Las almejas, una desconocida fuente de salud

Uno de los platos más ricos en proteínas y minerales y también más equilibrados desde el punto de vista nutricional son las almejas a la marinera

FERMÍN APEZTEGUIA

Pocos platos resultan tan sabrosos y apreciados por los comensales, sea cual sea su edad, como las almejas a la marinera. Hundidas en su salsa verde, tan típica de la cocina vasca, constituyen además una de las cazuelas más equilibradas y nutricionalmente más placenteras del recetario tradicional. Son tan ricas en proteínas y minerales, que a nada que se cuide un mínimo su elaboración pueden incluso formar parte no ya de una dieta sana y equilibrada, sino hasta de un menú dietético.

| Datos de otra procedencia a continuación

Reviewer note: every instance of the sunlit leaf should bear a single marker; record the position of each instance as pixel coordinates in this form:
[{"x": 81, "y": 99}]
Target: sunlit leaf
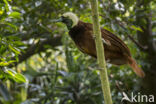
[{"x": 15, "y": 15}]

Alguna pega tienen, como no podía ser de otro modo en estos tiempos que corren de mares y tierras contaminadas. Pero tranquilidad, nada que no nos permita disfrutar de lo lindo de esta delicada joya salida del fogón y la chapa de nuestras amamas y de las suyas.

«Es una receta sencilla, que puede aportar a nuestro organismo nutrientes básicos, algunos de ellos en cantidades muy interesantes», comenta la nutricionista Miren Salazar, de la clínica Pinies. La lista de bondades de este bivalvo es amplia porque es una fuente de ácidos grasos omega tres y de oligoelementos como calcio, fósforo, selenio y otros más, entre los que destacan tres: yodo, hierro y, algo que quizás no se imaginaban, potasio.

Un plátano de mar

Cien gramos de almejitas contienen nada menos que 170 miligramos de yodo, un elemento esencial en la producción de hormonas tiroideas, que son las garantes del buen funcionamiento del metabolismo. Además, favorecen el buen desarrollo de los huesos y del cerebro, en especial durante el embarazo y la infancia. «La sal marina suele ser muy rica en yodo. Por eso, en época de hambrunas, el bocio –que es un agrandamiento anormal de la glándula tiroides– se convirtió en un verdadero problema de salud en zonas del interior de España», recuerda la especialista.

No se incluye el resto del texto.